Apel told them about her own fears. That Davy had been acting odd, that he’d told her that he had an alibi for the shooting of Margery Osborne but that he had been worried Danny Visser would lie about the time he was there.
“He was acting strange enough that I started to worry myself. I woke up one night, and I could feel that he was awake. When I opened one eye, I could see in the moonlight that he was staring at me. I started to think he might hurt me.”
“During the search today, I mentioned that Mr. Andorra may have had a girlfriend,” Virgil said. “Is there any possibility that he knew about Mr. Andorra before I mentioned it?”
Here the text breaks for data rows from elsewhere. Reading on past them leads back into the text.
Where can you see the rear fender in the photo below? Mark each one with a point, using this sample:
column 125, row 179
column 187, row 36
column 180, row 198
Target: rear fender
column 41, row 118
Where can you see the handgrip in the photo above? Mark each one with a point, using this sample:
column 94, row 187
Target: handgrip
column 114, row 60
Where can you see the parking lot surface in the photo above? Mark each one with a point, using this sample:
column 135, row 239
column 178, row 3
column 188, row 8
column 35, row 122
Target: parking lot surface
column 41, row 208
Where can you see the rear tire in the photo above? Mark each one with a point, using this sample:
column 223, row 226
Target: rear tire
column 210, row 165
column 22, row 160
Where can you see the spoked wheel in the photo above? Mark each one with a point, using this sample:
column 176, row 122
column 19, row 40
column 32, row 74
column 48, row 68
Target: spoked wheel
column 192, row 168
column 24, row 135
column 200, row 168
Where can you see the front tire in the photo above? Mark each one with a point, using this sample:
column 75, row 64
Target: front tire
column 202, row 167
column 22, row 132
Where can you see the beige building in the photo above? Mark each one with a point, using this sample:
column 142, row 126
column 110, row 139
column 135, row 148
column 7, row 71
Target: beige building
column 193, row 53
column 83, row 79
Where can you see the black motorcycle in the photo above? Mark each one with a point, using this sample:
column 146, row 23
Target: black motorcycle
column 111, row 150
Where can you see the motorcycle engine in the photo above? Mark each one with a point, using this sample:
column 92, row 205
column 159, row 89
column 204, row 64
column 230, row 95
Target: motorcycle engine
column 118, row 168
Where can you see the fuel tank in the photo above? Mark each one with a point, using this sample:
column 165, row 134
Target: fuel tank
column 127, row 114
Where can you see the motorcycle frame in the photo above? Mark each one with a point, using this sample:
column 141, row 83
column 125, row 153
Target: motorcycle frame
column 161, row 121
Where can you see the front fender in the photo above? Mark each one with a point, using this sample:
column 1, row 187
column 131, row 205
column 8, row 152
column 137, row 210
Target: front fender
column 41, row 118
She hesitated, then said, “I used to go out to Glen’s to shoot my bow. So did Davy, but we usually went separately, after work. That’s how me and Glen got together. He’d laid out this 3D range along the creek, and I’d walk up the creek toward his house. I was coming back one day when Davy rolled in and he saw me coming down the creek. I told him I’d been shooting on the 3D range, and he said, ‘Then how come you’re on this side of the creek?’—I was on the wrong side for shooting—and I told him something. But, I don’t know, he might have suspected.”
“If your husband shot these people, you could be in danger yourself,” Virgil said. “Somebody murdered four people in cold blood, and there’s a lot of evidence against Davy. We were hoping you might help us out by wearing a wire . . . A wire is . . .”
“I know what a wire is,” Apel said. “It seems like I’d be a traitor. We’re still married.”
“It’s for your own safety,” Jenkins said.
She gave him the stink eye again and turned back to Virgil. “But if he’s innocent, it could help get him off the hook, right? I mean, other people do have the keys to the Quonset.”
“If he’s innocent, he’s innocent,” Virgil said. “We don’t want to send an innocent man to jail.”
She looked at Virgil and nibbled on her lower lip, then said, “Okay. I’ll do it . . . When?”
“When do you think he’ll be back?”
“I imagine sometime tomorrow. He took work clothes with him only for tomorrow, and he’s too cheap to buy new.”
“Then when he gets home, make an excuse to leave, call us, and we’ll wire you up. It takes two minutes.”
“We can meet at Trudy’s Hi-Life,” Apel said. “I’ve got a few things I want to say to Trudy anyway.”
* * *
—
Though the afternoon was shading into evening, Virgil got on the phone to his nominal boss, Jon Duncan, at home. “I need some more support. I need another warrant and I need another guy,” he said. “Get them to me, and we could finish this tomorrow.”
He explained further, and Duncan said, “I’ll have him down there by noon, no later than. He’ll bring the warrant with him.”
Virgil hung up and smiled. “All right,” he said. “We’re operating.”